[原子力産業新聞] 2004年9月2日 第2249号 <1面>

[経済産業省] 「制度・措置」を了承

経済産業省は8月30日午後、電気事業分科会(会長=鳥居泰彦・慶應義塾学事顧問)を開き、核燃料サイクルバックエンド費用の外部積立や、電力託送の枠組みを使った「未回収コスト」処置スキームの創設など、バックエンド事業の「制度・措置」を盛り込んだ「中間報告」を了承した。今回、制度・措置の大枠を示す中間報告が取りまとめられたことで、今後、経産省は、バックエンド費用を管理する仕組みの構築など、具体的な法整備等を進める。

同報告案は、7月14日から8月13日までパブリックコメントに付され、780通のコメントが寄せられた。原子力発電や核燃料サイクルに反対するコメントが約600通寄せられたものの、これらの多くが、葉書に印刷された同一のコメントを組織的に送りつけるといったもので、パブリックコメントのあり方が、この日の論議の1つの中心となった。

また、原子力委員会の新計画策定会議が、直接処分と再処理のコスト比較を含め、核燃料サイクルの見直しを行っている最中に、経済的措置を決めることに対して、消費者団体の代表を中心に疑問が投げかけられ、議論となった。

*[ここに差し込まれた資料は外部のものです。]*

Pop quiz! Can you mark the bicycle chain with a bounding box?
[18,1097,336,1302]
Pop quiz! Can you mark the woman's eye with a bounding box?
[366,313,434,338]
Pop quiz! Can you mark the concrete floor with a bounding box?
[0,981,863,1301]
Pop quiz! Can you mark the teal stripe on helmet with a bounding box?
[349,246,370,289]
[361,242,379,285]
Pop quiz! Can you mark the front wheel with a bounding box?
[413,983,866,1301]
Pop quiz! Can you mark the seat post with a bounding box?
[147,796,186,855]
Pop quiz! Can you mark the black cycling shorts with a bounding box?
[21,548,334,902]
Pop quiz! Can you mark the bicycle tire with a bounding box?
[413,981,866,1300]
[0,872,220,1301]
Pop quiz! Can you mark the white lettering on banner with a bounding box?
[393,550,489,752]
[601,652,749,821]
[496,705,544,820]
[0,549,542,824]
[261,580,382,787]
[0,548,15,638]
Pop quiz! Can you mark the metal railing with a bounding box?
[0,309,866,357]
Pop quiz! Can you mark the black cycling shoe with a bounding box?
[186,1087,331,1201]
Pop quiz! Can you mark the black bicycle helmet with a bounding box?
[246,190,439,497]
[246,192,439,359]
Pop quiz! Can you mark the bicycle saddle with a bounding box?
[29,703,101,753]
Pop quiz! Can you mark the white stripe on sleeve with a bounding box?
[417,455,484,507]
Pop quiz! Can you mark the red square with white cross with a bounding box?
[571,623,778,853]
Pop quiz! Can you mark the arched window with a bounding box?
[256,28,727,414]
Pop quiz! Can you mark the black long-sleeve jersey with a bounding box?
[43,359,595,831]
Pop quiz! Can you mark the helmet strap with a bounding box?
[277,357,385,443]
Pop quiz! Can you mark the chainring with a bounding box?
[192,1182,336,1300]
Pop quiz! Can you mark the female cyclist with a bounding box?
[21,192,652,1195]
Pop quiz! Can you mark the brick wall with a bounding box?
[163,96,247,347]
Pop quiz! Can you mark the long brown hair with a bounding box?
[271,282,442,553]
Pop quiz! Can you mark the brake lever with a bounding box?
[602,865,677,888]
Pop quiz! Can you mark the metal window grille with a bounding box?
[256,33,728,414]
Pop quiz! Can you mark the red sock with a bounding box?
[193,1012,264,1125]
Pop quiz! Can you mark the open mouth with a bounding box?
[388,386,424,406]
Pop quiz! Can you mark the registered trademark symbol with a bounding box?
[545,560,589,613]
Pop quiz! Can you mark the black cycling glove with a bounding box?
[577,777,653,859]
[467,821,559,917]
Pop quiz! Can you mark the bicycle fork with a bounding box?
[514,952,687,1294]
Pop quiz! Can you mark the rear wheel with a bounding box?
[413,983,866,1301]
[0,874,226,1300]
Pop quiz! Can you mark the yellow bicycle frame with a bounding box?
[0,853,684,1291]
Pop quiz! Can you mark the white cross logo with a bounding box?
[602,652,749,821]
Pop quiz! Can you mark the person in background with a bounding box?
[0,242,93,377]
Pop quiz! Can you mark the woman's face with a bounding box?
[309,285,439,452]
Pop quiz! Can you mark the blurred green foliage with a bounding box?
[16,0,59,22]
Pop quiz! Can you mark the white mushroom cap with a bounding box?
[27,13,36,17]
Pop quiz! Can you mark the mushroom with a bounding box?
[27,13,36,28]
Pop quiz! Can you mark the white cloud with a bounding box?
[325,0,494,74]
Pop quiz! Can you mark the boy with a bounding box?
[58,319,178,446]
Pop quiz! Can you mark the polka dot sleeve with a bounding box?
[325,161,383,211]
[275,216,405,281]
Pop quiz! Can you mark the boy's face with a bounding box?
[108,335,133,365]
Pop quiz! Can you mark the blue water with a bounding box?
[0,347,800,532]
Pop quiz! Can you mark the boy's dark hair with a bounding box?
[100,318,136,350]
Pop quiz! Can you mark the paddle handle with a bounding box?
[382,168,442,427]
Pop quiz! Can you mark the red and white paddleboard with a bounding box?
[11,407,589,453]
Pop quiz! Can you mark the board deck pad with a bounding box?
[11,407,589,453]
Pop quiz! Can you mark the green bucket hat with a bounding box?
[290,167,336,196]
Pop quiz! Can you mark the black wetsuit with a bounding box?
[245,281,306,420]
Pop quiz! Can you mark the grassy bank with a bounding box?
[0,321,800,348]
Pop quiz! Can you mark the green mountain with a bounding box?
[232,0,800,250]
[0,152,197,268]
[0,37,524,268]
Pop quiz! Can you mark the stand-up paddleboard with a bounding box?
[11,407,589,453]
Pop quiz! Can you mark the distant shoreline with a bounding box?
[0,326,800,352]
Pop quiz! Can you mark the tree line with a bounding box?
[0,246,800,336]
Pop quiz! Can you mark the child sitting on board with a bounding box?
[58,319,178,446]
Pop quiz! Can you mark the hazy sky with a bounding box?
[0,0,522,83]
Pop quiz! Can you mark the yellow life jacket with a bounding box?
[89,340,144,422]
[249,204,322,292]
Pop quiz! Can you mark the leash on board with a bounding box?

委員の大半は、来年4月からの電力自由化拡大を目前に、バックエンド措置の先送りは許されないとの認識で一致。鳥居会長は、中間報告に盛り込まれた制度・措置が、現行の長計やエネルギー基本計画にもとづくものであること、これらの基本政策に変更がある場合は、電気事業分科会を開き、検討を行うことで取りまとめた。

また、バックエンド政策について、政府がより大きなリーダーシップを取るべきとの意見も寄せられた。